I don’t know of any serious body of scientific research that questions the appropriateness of surgery to mend broken bones or chemotherapy to reduce the effects of cancer. However, the same cannot be said of the use of puberty blockers to treat gender dysphoria. 

As I have written many times, there is increasing opposition to the use of puberty blockers on minors. The United Kingdom, Sweden and Norway have all banned their use. 

This brings me to the second problem with the case: there was no one present to present evidence to the court about the questions around the use of puberty blockers, nor to question whether their use was appropriate. The absence of a contradictor in this matter led to some problematic commentary in the decision. 

In speaking of puberty blockers, Justice Richards wrote: “This treatment halts the progression of the physical changes that come with puberty, but is reversible and may be stopped at any time … If she later becomes unsure about her gender identity, she can stop the treatment.” 

With respect to the judge, the statement that the effects of puberty blockers are reversible is not correct. A study from Westmead Children’s Hospital’s gender clinic reported that they cause a decrease in bone density, while the most comprehensive study in the world—the recent Cass Review from the UK—found that there was inconsistent evidence about the effects of puberty suppression on things like cognitive development, cardio-metabolic risk or fertility.”  

Even the World Health Organisation, which cannot be accused of being ideologically opposed to gender transition, recently said that the evidence base for gender-affirming treatments for children and adolescents is “limited and variable.” 

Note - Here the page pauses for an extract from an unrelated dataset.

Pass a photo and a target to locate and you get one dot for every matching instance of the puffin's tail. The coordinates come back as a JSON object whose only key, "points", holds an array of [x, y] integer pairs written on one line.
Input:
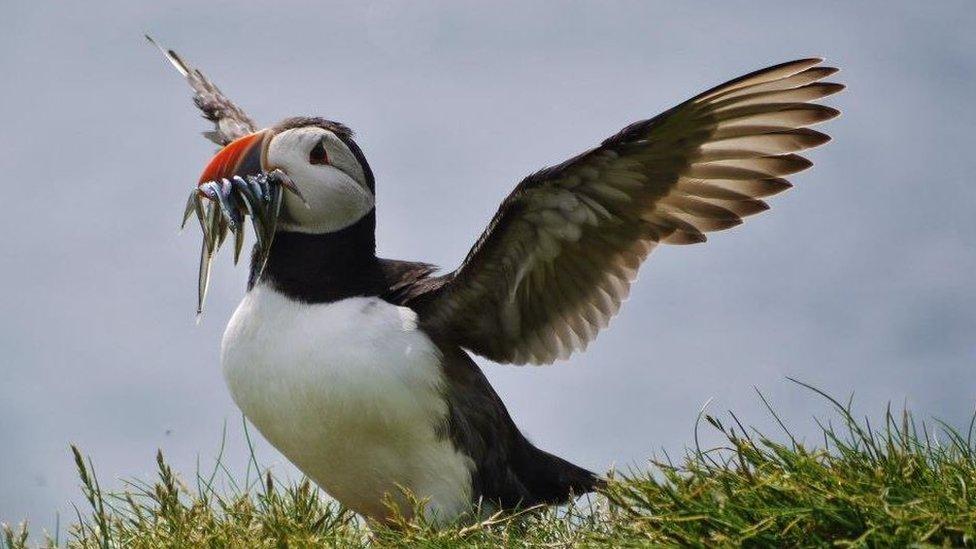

No one presented this evidence to the court and so the judge made her decision based on the evidence before her. This is a real problem in these cases. Many things have changed since 2013 and Re Jamie: the number of children seeking puberty blockers has risen exponentially, and the evidence against their use is also increasing.  

To solve a matter like this, legislative intervention is required. The question becomes whether there is a government courageous enough to take the short-term popularity hit for the long-term safety of children.